VfGH vom 07.06.2013, U963/2012

Leitsatz

Verletzung im Recht auf Gleichbehandlung von Fremden untereinander infolge Zurückweisung des Asylantrags des Beschwerdeführers wegen Schutzes in einem sicheren Drittstaat trotz Vorliegens des Status einer subsidiär Schutzberechtigten der Ehegattin

Spruch

I. Der Beschwerdeführer ist durch die angefochtene Entscheidung im verfassungsgesetzlich gewährleisteten Recht auf Gleichbehandlung von Fremden untereinander verletzt worden. Die Entscheidung wird aufgehoben.

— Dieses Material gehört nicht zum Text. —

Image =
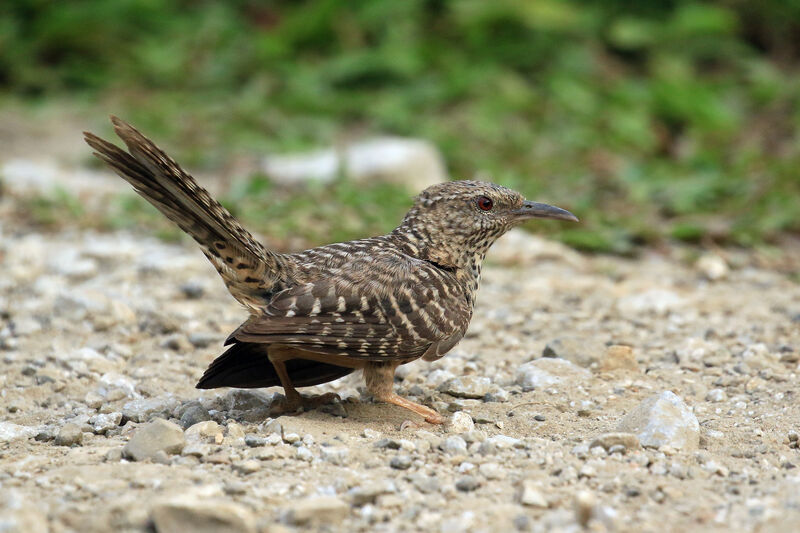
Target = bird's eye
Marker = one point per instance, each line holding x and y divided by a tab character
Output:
484	203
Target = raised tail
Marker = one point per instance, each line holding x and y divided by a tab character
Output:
248	269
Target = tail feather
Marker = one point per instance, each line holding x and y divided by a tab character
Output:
248	269
245	365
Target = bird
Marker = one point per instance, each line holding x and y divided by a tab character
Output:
320	314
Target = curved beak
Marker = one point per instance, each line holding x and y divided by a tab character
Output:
537	210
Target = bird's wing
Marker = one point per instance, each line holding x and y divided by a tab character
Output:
368	320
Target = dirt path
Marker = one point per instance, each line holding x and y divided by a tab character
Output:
103	333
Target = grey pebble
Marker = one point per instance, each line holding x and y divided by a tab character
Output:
70	434
157	436
468	483
400	462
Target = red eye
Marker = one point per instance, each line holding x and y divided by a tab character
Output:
484	203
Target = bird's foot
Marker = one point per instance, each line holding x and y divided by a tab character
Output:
430	416
294	404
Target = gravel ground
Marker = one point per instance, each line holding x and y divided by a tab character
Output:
591	392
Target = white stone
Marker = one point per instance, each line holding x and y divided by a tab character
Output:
548	372
663	420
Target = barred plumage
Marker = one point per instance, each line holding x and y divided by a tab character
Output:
322	313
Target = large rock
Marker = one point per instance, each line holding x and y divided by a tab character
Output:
202	517
158	436
663	420
543	373
409	162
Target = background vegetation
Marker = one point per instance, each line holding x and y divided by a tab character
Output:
651	120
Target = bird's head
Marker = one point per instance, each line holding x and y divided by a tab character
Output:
453	222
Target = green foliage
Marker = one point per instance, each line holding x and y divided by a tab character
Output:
650	120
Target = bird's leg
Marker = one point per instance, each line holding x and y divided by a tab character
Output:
295	402
379	378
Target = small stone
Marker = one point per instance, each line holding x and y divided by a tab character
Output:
202	517
466	387
291	438
618	357
628	441
254	441
143	409
530	495
328	510
176	342
454	445
712	266
201	339
400	462
543	373
70	434
468	483
491	471
304	454
9	431
158	435
336	455
248	466
716	395
582	352
663	419
461	422
193	414
205	432
103	423
368	493
584	504
371	434
273	427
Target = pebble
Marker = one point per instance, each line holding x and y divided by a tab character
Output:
304	454
491	471
466	387
712	266
9	431
369	492
336	455
543	373
468	483
461	422
208	432
607	441
327	510
204	516
254	441
400	462
247	467
663	419
143	409
716	395
157	436
70	434
194	413
454	445
529	494
103	423
582	352
618	357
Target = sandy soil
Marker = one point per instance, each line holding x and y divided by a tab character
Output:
103	333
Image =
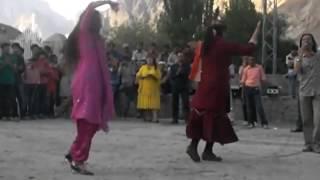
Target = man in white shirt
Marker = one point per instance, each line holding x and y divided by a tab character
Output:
139	55
292	76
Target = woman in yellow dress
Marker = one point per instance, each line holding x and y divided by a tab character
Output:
149	78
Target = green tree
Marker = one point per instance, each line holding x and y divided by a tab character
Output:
137	31
241	19
181	20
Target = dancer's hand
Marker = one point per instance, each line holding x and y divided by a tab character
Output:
96	4
114	6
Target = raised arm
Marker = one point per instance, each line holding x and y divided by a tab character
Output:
237	49
87	14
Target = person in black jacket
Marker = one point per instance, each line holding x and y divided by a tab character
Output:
178	76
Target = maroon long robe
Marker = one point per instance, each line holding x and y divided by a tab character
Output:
208	118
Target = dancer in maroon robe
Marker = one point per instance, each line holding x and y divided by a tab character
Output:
208	118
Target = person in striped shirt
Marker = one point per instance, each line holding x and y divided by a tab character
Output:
252	78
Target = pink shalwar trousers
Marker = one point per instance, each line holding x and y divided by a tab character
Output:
81	146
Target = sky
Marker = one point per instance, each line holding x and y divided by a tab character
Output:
70	9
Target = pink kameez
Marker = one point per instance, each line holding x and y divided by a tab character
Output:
91	87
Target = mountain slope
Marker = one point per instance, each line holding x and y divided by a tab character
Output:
34	14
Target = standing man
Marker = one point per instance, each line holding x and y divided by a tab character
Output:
20	69
7	82
293	84
178	75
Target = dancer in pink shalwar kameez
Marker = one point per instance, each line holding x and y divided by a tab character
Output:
91	88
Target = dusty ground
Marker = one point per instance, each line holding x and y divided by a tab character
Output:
135	150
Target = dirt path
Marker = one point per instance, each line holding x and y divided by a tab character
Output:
135	150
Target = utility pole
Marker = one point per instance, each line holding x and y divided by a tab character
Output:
270	33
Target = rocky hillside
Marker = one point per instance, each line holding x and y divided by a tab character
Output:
302	17
34	14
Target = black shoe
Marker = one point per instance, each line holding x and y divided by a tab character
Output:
80	169
174	121
297	130
193	154
211	157
68	158
307	149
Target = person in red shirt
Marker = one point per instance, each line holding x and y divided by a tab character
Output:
42	65
208	119
52	85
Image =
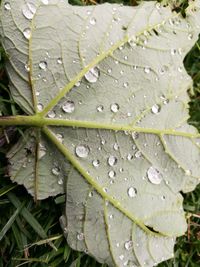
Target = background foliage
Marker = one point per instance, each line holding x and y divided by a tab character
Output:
30	233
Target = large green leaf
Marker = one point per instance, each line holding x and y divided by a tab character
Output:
105	91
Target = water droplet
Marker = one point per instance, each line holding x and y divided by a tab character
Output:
92	75
112	160
43	65
147	70
96	163
154	176
100	108
132	192
7	6
111	174
82	151
93	21
116	146
45	2
27	67
56	171
40	107
51	114
68	106
114	107
59	60
80	236
128	245
28	10
155	109
135	135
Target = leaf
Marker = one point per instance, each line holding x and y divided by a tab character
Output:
105	93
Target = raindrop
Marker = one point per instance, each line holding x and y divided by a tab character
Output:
100	108
96	163
155	109
55	171
128	245
154	176
40	107
43	65
68	106
112	160
93	21
132	192
111	174
114	107
28	10
92	75
82	151
7	6
27	33
51	114
80	236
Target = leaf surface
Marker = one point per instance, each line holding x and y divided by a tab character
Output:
110	90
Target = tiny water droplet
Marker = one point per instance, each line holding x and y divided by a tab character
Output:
7	6
43	65
92	75
28	10
128	245
132	192
112	160
154	176
114	107
68	106
155	109
82	151
96	163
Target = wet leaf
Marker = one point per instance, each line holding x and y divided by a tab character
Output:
105	93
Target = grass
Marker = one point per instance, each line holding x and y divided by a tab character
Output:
30	233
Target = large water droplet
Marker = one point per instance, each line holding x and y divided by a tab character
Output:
82	151
112	160
27	33
43	65
68	106
114	107
92	75
132	192
128	245
154	176
28	10
155	109
7	6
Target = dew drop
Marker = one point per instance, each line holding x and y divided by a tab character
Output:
112	160
92	75
154	176
155	109
55	171
51	114
100	108
114	107
96	163
82	151
132	192
93	21
28	10
7	6
43	65
80	236
128	245
111	174
68	106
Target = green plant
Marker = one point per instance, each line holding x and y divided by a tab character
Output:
73	136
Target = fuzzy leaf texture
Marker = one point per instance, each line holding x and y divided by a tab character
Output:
109	87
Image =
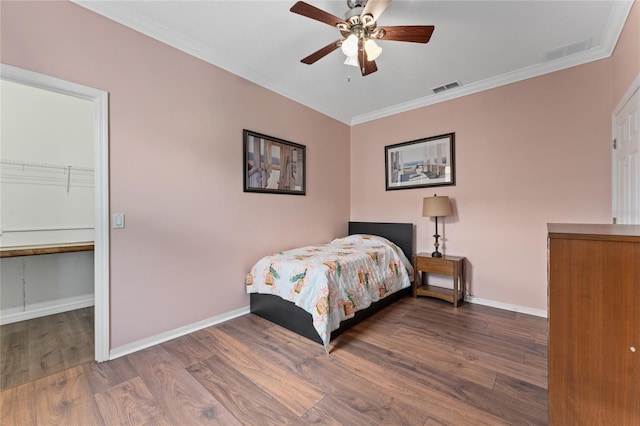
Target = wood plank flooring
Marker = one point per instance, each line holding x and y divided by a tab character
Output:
41	346
417	362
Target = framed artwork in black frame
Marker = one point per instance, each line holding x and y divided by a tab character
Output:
421	163
273	165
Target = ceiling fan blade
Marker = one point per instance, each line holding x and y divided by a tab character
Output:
320	53
375	8
411	33
305	9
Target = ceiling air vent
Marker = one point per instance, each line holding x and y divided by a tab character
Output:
567	49
445	87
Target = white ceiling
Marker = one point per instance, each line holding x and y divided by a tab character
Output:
481	44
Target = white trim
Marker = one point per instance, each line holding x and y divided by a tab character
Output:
43	309
633	88
506	306
165	35
175	333
100	101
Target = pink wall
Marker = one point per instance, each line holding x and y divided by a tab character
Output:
176	166
527	154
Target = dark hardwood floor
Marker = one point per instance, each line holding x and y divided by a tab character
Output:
41	346
417	362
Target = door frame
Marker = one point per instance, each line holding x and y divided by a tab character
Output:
100	101
633	88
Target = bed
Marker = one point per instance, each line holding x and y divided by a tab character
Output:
265	302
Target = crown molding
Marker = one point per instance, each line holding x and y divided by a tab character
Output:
145	26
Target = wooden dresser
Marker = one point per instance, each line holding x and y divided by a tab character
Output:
594	324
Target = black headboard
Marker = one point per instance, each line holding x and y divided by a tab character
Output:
399	233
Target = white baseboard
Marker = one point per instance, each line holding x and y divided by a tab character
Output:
37	310
178	332
506	306
172	334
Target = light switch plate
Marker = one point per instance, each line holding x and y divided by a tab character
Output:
118	220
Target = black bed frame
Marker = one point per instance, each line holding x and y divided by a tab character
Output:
291	317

II. Der Bund (Bundeskanzler) ist schuldig, dem Beschwerde führer zuhanden seines Rechtsvertreters die mit € 2.400,— bestimmten Prozess kosten binnen 14 Tagen bei sonstiger Exekution zu ersetzen.

Begründung

Entscheidungsgründe

I. Sachverhalt, Beschwerde und Vorverfahren

1.1. Der Beschwerdeführer, ein somalischer Staatsangehöriger, reiste 2008 über Ungarn in das Hoheitsgebiet der Mitgliedstaaten ein und es wurde ihm in Ungarn der Status des Asylberechtigten zuerkannt. Im Jahr 2009 lernte er im Rahmen eines Aufenthalts in Österreich seine nunmehrige Ehefrau, die ebenfalls somalische Staatsangehörige ist und der in Österreich internationaler Schutz zuerkannt wurde, kennen und ging mit dieser eine Beziehung ein. Am fand die Eheschließung der beiden statt; am wurde die gemeinsame Tochter geboren. Auf Grund des schlechten gesundheitlichen Zustands der Ehefrau des Beschwerdeführers nach der Geburt und einem damit verbundenen Aufenthalt in der Intensivstation von bis , auf den eine stationäre Behandlung der Ehefrau des Beschwerdeführers in der Abteilung für Nephrologie und Dialyse bis zum folgte, reiste der Beschwerdeführer nach der Geburt seiner Tochter nur kurz nach Ungarn aus, um seine persönlichen Gegenstände zu holen, und am erneut aus Ungarn nach Österreich ein, um sich um seine Ehefrau und die gemeinsame Tochter zu kümmern. Laut dem der Beschwerde beiliegenden vorläufigen Patientenbrief vom war auch die Tochter des Beschwerdeführers nach ihrer Geburt in keinem guten gesundheitlichen Zustand und hatte sich in stationärer Behandlung befunden. Laut dem vorläufigen Patientenbrief war jedoch eine Entlassung des Kindes möglich, "sobald die häusliche Pflege durch die Eltern sichergestellt werden kann". Am wurde die Ehefrau des Beschwerdeführers laut dem der Beschwerde beiliegenden Patientenbrief in ausgezeichnetem Allgemeinzustand entlassen.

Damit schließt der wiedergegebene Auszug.